Clearly, $E$ is the $C-$excircle touchpoint of $CKL$. By the three homotheties theorem, $LM$ contains the exsimilicenter of the incircle of $CKL$ and the circumcircle of $ABC$, so by a symmetric argument, $P$ is this exsimilicenter. Now note that $(CKL)$ and $(CAB)$ are homothetic at $C$ due to $CK, CL$ being isogonal in $\angle ACB$. Thus by the three homotheties theorem again, $P$ lies on the line joining $C$ and the exsimilicenter of the incircle and circumcircle of $CKL$. However since this line contains the $C-$mixtilinear incircle touchpoint of $CKL$ (by the three homotheties theorem again), $CP$ passes through the $C-$mixtilinear incircle touchpoint of $CKL$, which is the image of $E$ under the $\sqrt{CK \cdot CL}$ inversion at $C$ and a reflection in the angle bisector of $\angle KCL$, whence we are done. @below: the three homotheties theorem is a more general theorem about three homotheties than the usual Monge or Monge-d'Alembert's theorem. It says that if we have two homotheties mapping an object $\mathcal{O}_1$ to $\mathcal{O}_2$ and $\mathcal{O}_2$ to $\mathcal{O}_3$, then the center of the homothety that is the composition of these two homotheties lies on the line joining the centers of these homotheties.

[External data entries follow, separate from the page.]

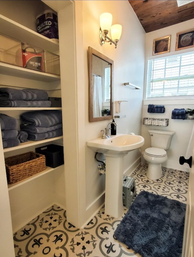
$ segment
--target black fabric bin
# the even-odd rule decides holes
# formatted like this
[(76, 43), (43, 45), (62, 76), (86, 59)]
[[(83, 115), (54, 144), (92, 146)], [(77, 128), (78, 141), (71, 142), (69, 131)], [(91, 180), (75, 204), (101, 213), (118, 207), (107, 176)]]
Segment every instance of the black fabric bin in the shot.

By symmetry, $\overline{CK}$ and $\overline{CL}$ are isogonal in $\triangle CAB$, so it suffices to prove that $\overline{CE}$ and $\overline{CP}$ are isogonal. Let $\overline{CK}$ and $\overline{CL}$ intersect $\Omega$ again at $K'$ and $L'$, and let the $C$-mixtilinear incircle $\gamma$ of $CK'L'$ touch $\Omega$ at $F$. It's well known that $\overline{CE}$ and $\overline{CF}$ are isogonal, so it suffices to prove that $C$, $F$, and $P$ are collinear. Let $X$, $Y$, and $Z$ be the exsimilicenters of $\{\Omega_1,\Omega_2\},\{\Omega_1,\gamma\},\{\Omega_2,\gamma\}$, respectively. Clearly, $X$ is on $\overline{AB}$, $Y$ is on $\overline{CL}$, and $Z$ is on $\overline{CK}$. We have the following: $M$, $N$, and $X$ are collinear by Monge on $\{\Omega,\Omega_1,\Omega_2\}$ $M$, $F$, and $Y$ are collinear by Monge on $\{\Omega,\Omega_1,\gamma\}$ $N$, $F$, and $Z$ are collinear by Monge on $\{\Omega,\Omega_2,\gamma\}$ $X$, $Y$, and $Z$ are collinear by Monge on $\{\Omega_1,\Omega_2,\gamma\}$. We are done by Desargues on triangles $CKL$ and $FNM$.